We also saw Mariota get crushed by the Jets’ best player, Leonard Williams, when the Titans’ interior protection broke down, and we saw Mariota bounce right back up. We saw Mariota escape another interior rusher and run for a gain of 6, and we saw him keep a play alive long enough for a big gain to Delanie Walker — called back for pass interference on Eric Decker.

We saw rust, too, but the key right now is that all the tools are there. Mariota was called for delay of game and, on his final play, had plenty of time but threw behind Walker and should have been picked off.

His accuracy can still improve. After studying every play from last season with quarterbacks coach Jason Michael, he said he detected some “lazy” footwork that often led to misfires. Now that Mariota has gotten the running and hitting out of the way, there’s time to get sharp. And he could use rookie Corey Davis (hamstring) on the outside as soon as possible.

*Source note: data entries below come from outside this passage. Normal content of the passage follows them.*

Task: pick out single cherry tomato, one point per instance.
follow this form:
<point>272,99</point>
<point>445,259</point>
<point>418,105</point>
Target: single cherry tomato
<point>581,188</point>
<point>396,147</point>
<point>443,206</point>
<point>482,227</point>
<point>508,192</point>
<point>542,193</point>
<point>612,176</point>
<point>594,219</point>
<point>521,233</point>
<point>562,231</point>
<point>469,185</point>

The Titans’ first-team offense clearly needs something after its scoreless debut, and Mariota probably would have played all night — or at least until he scored — if he were allowed. He lobbied for a third series. Michael was the one who got to tell him to forget about it.

“He’s the most competitive guy I think I’ve ever been around,” Michael said of Mariota. “And I think that’s what people don’t see sometimes from the personality.”

The personality made sure the game remained the same. And it should keep getting better. The only time Mariota looked uncomfortable Saturday night was standing on the sideline.